LIFE ALONG THE TRENCH

     My RCMP partner and I were only two days into a six day late fall patrol along a big chunk of the Rocky Mountain Trench in north-central BC, and we already had a couple of briefcases worth of paperwork to look after. 

    He and I usually did a couple of these trips a year together. Between a conservation officer and a Mountie, there weren’t too many situations we could run across that one of us didn’t have the authority or experience to deal with. We used my truck equipped with a camper to cover as much ground as possible, and most trips were a couple of thousand kilometres long – all on gravel roads. 

    These patrols were a lot about contacting the residents who lived along the trench. They were mostly loggers, trappers and guides. Hunters were still about for the last of the moose season as well. A handful of small settlements were scattered along the trench, and stopping in to check on the general mood of things before winter set in was always a good idea. We never knew what we would run into, but we did know we could count on something happening. Law and order was absent from this part of the world; it just wasn’t too frequent a visitor. 

   We were only a few hours from town when we ran into our first dust-up between a landlord and tenant. The dispute had boiled over into a big row over unpaid rent. The landlord ended it by putting a fine point on his argument by pointing a rifle at the tenant and then storming off in his pickup headed for the local trading post. We went there and found that he had stocked up on food and whiskey and headed for his cabin a half-day’s drive further up the Trench. There was only one road in or out, and we figured to catch up with him at some point on the trip as we headed further up the Trench. 

    We stopped at a logging camp for supper and the first-aid man told us about a trapper’s wife who had cut off the tip of her finger with an axe. Her husband wasn’t going to take her to town because he was busy preparing for the coming trapping season and didn’t want to lose the two days the round trip would take. We couldn’t make the trapper’s cabin that day so we camped with the loggers and spent the night checking in with the foreman of the camp on the comings and goings about the camp and in the local area. The further away from town we went, keeping up on the gossip was half the task of maintaining a handle on things. 

   The next morning found us at the trapper’s door before breakfast. His wife answered with a dish towel wrapped around her injured hand. Her husband had left the day before to work on his trails and wouldn’t be back until later that day. We looked at her wound and saw that she had cut the tip off one finger and badly gashed another. She was in obvious pain, but refused to leave the cabin without her husband. I knew him from past dealings. He was a tough task master who relished the demanding lifestyle of a full time trapper in the northern bush.
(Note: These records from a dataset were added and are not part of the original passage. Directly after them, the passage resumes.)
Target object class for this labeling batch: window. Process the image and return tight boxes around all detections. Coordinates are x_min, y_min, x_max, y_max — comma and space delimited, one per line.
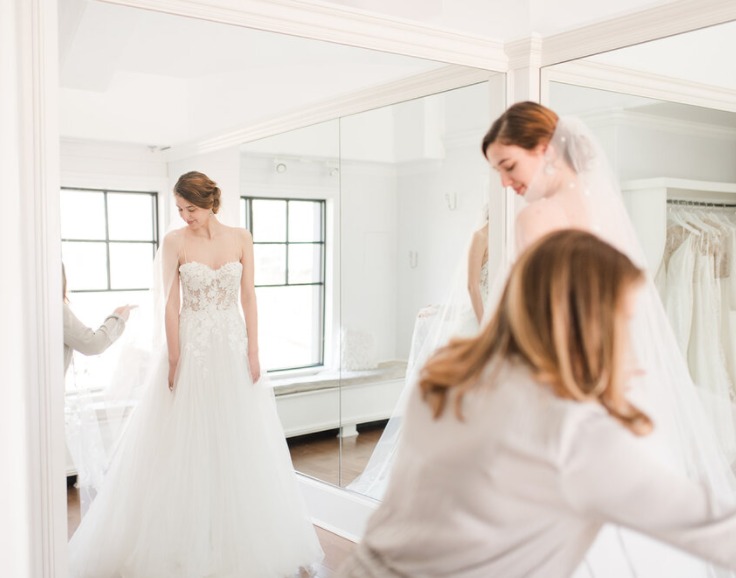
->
60, 188, 158, 387
241, 197, 325, 371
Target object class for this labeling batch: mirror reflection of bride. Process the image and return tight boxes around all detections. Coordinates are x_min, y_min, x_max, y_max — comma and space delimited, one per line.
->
483, 102, 736, 578
69, 172, 322, 578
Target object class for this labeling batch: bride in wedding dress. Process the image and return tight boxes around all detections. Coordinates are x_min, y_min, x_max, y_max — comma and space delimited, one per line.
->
69, 172, 322, 578
482, 102, 736, 578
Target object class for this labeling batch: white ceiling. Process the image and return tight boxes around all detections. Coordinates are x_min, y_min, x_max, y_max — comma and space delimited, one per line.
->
59, 0, 736, 147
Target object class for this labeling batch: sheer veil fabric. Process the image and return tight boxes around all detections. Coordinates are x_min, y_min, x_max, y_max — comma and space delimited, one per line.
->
518, 117, 736, 578
349, 117, 736, 578
347, 214, 488, 500
69, 219, 322, 578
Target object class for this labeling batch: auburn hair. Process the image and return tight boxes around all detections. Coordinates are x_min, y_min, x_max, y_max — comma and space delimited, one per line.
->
174, 171, 221, 213
481, 101, 558, 156
420, 229, 652, 435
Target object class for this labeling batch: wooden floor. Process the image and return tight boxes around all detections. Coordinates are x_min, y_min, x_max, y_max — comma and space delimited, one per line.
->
67, 423, 392, 578
287, 421, 386, 488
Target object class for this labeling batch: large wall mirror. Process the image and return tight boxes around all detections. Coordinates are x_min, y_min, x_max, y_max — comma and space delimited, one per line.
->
240, 81, 502, 486
545, 22, 736, 456
59, 0, 505, 530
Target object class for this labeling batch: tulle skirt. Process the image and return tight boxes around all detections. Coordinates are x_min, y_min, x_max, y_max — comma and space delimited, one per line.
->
69, 326, 322, 578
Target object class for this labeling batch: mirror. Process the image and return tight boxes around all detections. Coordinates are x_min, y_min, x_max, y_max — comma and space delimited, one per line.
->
545, 22, 736, 452
240, 82, 497, 486
59, 0, 504, 516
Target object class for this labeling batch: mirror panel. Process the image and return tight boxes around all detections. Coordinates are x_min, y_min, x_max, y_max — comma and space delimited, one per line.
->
548, 23, 736, 432
340, 82, 492, 491
59, 0, 504, 498
240, 119, 341, 485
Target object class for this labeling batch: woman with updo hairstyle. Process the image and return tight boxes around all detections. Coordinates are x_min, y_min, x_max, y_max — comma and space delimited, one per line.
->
174, 171, 220, 215
69, 171, 322, 578
336, 230, 736, 578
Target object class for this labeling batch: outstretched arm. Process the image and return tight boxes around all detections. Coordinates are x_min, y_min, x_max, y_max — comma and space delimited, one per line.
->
562, 418, 736, 569
161, 231, 181, 390
64, 304, 130, 355
240, 230, 261, 383
468, 227, 488, 323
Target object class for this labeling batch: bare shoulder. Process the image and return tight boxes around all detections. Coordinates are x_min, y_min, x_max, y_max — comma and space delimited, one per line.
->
516, 199, 570, 249
162, 227, 186, 252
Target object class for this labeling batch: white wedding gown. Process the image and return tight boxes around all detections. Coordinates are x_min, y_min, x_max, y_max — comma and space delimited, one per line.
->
347, 260, 490, 500
69, 262, 322, 578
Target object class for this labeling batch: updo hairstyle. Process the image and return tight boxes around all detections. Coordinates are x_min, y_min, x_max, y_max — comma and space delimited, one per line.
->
174, 171, 221, 213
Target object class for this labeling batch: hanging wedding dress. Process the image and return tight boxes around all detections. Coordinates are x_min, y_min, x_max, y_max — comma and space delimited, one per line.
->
69, 252, 322, 578
352, 111, 736, 578
525, 118, 736, 578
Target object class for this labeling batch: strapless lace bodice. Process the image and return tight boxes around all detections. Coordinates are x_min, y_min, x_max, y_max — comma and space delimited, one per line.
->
179, 261, 243, 312
179, 261, 248, 356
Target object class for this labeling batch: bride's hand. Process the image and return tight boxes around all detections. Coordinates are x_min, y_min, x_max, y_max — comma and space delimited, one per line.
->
169, 361, 179, 391
248, 352, 261, 383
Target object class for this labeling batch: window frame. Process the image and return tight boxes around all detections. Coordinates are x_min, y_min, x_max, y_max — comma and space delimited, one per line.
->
59, 186, 160, 294
240, 195, 327, 373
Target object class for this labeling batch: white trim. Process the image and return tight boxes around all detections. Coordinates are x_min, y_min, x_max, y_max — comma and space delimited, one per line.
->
542, 0, 736, 66
542, 62, 736, 112
297, 474, 378, 542
505, 34, 544, 70
580, 109, 736, 142
95, 0, 506, 71
165, 66, 497, 162
17, 0, 67, 578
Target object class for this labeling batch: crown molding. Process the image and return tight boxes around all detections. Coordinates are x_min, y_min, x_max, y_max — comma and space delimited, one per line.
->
579, 109, 736, 142
541, 0, 736, 66
164, 66, 495, 161
97, 0, 507, 72
542, 61, 736, 112
504, 34, 544, 70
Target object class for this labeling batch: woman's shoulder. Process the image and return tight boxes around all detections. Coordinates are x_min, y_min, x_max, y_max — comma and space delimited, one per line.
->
220, 223, 253, 241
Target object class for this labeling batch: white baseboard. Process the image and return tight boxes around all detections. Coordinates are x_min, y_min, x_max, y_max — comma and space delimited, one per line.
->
297, 474, 378, 542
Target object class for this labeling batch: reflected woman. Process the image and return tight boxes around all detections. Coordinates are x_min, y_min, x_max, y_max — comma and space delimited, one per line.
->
61, 265, 135, 373
337, 230, 736, 578
70, 172, 322, 578
482, 102, 736, 578
468, 209, 488, 324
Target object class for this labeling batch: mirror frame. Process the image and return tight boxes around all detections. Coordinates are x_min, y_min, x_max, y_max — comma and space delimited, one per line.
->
15, 0, 736, 578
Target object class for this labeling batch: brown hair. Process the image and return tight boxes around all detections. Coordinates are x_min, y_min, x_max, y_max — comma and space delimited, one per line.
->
420, 229, 652, 435
481, 101, 558, 156
174, 171, 220, 213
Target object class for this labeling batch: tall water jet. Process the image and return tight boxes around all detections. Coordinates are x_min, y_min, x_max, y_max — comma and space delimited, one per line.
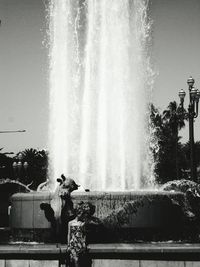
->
49, 0, 153, 193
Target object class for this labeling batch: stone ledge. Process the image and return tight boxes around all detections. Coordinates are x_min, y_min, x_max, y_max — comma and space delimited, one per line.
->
0, 243, 200, 261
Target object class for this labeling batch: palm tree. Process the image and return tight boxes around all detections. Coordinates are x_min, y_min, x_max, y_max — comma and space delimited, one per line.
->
163, 101, 185, 179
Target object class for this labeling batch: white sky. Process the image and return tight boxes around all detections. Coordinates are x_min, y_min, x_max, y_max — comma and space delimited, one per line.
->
0, 0, 200, 152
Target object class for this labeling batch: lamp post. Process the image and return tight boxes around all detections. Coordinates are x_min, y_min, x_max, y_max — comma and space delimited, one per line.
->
12, 153, 28, 181
178, 77, 200, 182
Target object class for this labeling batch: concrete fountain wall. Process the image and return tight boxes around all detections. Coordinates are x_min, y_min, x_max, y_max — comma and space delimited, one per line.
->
10, 191, 187, 242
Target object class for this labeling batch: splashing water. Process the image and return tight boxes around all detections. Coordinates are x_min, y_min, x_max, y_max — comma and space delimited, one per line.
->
49, 0, 154, 193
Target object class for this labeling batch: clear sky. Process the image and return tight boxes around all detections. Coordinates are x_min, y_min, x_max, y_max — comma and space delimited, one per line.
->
0, 0, 200, 152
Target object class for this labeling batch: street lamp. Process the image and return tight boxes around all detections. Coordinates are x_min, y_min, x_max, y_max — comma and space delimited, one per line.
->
12, 153, 28, 184
178, 77, 200, 182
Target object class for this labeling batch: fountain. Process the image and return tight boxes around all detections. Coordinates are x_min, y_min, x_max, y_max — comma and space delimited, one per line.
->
7, 0, 198, 250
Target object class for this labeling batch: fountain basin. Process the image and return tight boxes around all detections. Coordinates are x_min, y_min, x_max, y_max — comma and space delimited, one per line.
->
10, 191, 188, 244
He expected the same enthusiasm from his wife. We gave her all the aspirin we had and promised to stop in to talk to her husband on the way back. Both of us were convinced that she needed medical attention, even if we had to drive her to the hospital ourselves! 

    The weather turned on us and we were soon driving in the first snowstorm of the season as we headed towards the lake where the rifle-packing landlord’s cabin was located. As we pulled up, the front door opened and he stepped out onto the porch. He wasn’t surprised too see me, but the Mountie uniform made him take a second look. We called him over to the truck and checked him for guns and knives. It was obvious that he had been working on the whiskey he bought at the trading post. He told us a long tale of trouble he’d had with his renters, however, the Mountie still wasn’t impressed enough to forgive him for using a rifle to help make his point. We left with all his guns and he got a court date a few months down the road. 

    We headed back towards the trapper’s cabin, worried about his wife’s hand becoming infected from the axe wound. We got to the cabin and were greeted by the trapper as we pulled into his yard. From the look on his face we could tell he was not happy to see us. Without any sort of greeting he told us to leave and not to meddle in his family business. His wife was standing on the porch of the cabin, her hand still wrapped in the dish towel. Her face was grey with pain. We tried to reason with him about taking his wife to town, but he would have no part of it. 

    Finally, the Mountie stepped onto the porch and told the woman to pack a bag and come with us. I stood beside the trapper who was getting madder by the minute. I wondered out loud how it was going to look once it got around to all the other trappers, and especially their wives, that he wouldn’t take care of his injured wife. When he saw his wife with her bag packed being helped to our truck by the Mountie, he had a sudden change of heart. He promised to get her to town immediately. I know we had some influence on his decision, but I think he came to realize what kind of grief that the other trappers’ wives in the area would rain down upon him if he didn’t take care of his wife. 

   The remainder of the trip continued from one situation to the next. We found some poachers with a whole bull moose tied headfirst, six feet off the ground up in spruce tree; got ourselves into a marksmanship contest with a native elder, his wife and his prized .444 Marlin. We ended the trip helping rescue three starving horses; but those are stories in themselves and best told at a later date. The trips with the Mountie were always interesting and, like I said, something always happened.

Steve Wasylik is a Senior Conservation 
Officer in charge of the Investigations Unit,
 Interior Region, Kamloops, British Columbia.